Altmittweida/Ringethal. Konzentriert sitzt die Jugendgruppe des Ringethaler CarnevalsVereins über ihren Plänen. Für den kommenden Freitag organisieren sie zum ersten Mal den Jugendfasching im Ritterhof Altmittweida. Bis dahin müssen noch letzte Abstimmungen getroffen werden. Vor etwa einem Jahr kam den zehn Jugendlichen des RCV die Idee zu einem solchen Faschingsformat.

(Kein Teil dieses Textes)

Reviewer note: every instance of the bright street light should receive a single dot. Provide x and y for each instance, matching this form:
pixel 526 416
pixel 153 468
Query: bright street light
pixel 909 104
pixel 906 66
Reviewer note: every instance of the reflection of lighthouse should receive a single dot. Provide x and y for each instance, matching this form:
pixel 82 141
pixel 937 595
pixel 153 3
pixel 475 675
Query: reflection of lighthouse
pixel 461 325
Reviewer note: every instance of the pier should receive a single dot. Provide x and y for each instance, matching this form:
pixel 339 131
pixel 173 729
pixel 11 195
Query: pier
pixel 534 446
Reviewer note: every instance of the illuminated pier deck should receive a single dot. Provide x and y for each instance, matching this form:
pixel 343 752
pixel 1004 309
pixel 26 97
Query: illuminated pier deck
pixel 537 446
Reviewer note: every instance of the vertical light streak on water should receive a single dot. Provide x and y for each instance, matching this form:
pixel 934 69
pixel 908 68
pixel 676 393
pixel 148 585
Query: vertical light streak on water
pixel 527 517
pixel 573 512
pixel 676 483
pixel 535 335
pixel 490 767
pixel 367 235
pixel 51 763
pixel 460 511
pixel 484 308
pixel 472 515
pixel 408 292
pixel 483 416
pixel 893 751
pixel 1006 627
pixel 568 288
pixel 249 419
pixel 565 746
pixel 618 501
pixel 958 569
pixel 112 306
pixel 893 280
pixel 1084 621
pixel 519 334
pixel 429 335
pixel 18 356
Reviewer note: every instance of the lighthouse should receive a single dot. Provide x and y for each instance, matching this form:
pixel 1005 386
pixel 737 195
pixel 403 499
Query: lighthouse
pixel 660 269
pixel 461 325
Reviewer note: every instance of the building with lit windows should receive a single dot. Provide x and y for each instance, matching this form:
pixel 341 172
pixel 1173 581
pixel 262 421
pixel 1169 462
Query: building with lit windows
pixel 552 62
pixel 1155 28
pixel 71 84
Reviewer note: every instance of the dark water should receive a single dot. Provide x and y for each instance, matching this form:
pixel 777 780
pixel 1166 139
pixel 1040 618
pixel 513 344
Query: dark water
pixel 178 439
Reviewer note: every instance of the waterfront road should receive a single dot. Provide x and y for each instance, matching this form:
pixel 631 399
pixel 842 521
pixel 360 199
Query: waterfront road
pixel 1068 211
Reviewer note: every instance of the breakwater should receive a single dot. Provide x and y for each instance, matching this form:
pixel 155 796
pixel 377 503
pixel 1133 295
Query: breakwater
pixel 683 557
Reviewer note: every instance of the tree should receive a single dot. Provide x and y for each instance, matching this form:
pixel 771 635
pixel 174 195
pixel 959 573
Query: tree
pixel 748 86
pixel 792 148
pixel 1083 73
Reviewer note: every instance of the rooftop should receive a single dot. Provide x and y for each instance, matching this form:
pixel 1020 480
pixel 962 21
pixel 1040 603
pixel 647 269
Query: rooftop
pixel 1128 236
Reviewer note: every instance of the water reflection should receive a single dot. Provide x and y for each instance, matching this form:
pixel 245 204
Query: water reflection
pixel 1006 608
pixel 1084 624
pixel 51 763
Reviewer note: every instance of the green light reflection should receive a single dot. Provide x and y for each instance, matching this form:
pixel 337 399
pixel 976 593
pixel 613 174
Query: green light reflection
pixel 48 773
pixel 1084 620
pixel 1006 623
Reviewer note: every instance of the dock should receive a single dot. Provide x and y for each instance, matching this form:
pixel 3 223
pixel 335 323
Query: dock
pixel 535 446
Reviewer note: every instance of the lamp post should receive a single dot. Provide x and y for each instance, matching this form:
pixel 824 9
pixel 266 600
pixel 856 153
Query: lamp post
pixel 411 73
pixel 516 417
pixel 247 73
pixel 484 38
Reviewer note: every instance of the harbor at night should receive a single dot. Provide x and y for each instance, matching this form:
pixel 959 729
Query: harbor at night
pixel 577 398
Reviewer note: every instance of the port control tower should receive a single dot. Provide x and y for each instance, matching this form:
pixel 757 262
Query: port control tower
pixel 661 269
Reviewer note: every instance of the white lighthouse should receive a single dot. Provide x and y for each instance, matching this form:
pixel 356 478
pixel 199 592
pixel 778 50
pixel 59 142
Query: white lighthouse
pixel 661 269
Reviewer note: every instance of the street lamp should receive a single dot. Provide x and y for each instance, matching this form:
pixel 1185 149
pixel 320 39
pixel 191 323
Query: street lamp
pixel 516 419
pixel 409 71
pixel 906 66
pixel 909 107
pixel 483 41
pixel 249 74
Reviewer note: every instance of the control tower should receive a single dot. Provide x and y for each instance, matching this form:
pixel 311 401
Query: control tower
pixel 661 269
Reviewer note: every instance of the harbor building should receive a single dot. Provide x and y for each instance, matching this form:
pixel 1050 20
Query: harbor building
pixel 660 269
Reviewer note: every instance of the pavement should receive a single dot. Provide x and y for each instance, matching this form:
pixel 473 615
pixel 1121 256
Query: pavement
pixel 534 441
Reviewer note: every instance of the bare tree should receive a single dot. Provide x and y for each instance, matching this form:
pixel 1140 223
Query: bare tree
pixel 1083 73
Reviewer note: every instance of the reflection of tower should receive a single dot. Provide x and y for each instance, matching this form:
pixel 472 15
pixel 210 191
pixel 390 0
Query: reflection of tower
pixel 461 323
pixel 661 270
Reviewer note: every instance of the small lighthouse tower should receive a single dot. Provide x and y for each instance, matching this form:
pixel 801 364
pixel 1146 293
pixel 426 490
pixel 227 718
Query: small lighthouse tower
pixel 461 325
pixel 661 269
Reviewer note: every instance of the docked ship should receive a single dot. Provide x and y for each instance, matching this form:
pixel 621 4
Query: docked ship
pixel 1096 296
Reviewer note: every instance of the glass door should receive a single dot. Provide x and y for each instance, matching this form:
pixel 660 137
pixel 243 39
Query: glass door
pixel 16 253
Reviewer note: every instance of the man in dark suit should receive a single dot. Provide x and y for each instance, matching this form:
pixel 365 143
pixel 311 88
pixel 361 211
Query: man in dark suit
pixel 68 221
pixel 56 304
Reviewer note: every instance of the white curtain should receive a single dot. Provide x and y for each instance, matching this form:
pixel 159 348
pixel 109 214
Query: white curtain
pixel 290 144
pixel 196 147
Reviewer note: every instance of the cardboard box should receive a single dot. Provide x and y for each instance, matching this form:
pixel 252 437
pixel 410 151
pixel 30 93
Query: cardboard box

"Zum einen wollten wir eine tolle Party in der Region organisieren. Zum anderen haben wir in den letzten Jahren festgestellt, dass bei dem jungen Publikum eine Faschingsverdrossenheit besteht. Viele können heute mit Karneval nichts mehr anfangen. Wir wollen die Tradition hier weitergeben", erklärt Dennis Karatas und Thomas Müller ergänzt: "Es scheint ein Klischeedenken zu bestehen. Für viele ist Karneval wohl etwas für alte Leute, wo Schunkelmusik gespielt wird".

Ausgelassene Feier mit Spaß und Tanz

Doch das hinter Fasching mehr steckt, dass zeigt der Nachwuchs beim RCV mit seinem Jugendfasching. Karten für die Veranstaltung gibt es nur an der Abendkasse für 6 Euro. Vor der ausgelassenen Feier wird der RCV am 9. Februar ab 20 Uhr ein verkürztes Sketch-Programm im Ritterhof zeigen. Dazu führen die Funken spezielle Thementänze auf. Eine Menge Freizeit steckt in der Organisation und Vorbereitung der Veranstaltung. Die Jugendlichen sind dennoch voll motiviert.

"Die Arbeit im Verein bereitet großen Spaß. Wir sind wie eine Familie", sagt Stefanie Roth und Nadin Roithner ergänzt: "Ich bin seit etwa dreieinhalb Jahren im Verein aktiv und hatte immer Lust darauf". Die beiden jungen Frauen tanzen bei den RCV-Funken. Zweimal in der Woche trainieren sie. Zur Faschingshochzeit kommen dazu noch die Proben am Veranstaltungsort. "Das Engagement im Verein ist aber immer vielseitig und freiwillig", erklärt Nadin Roithner.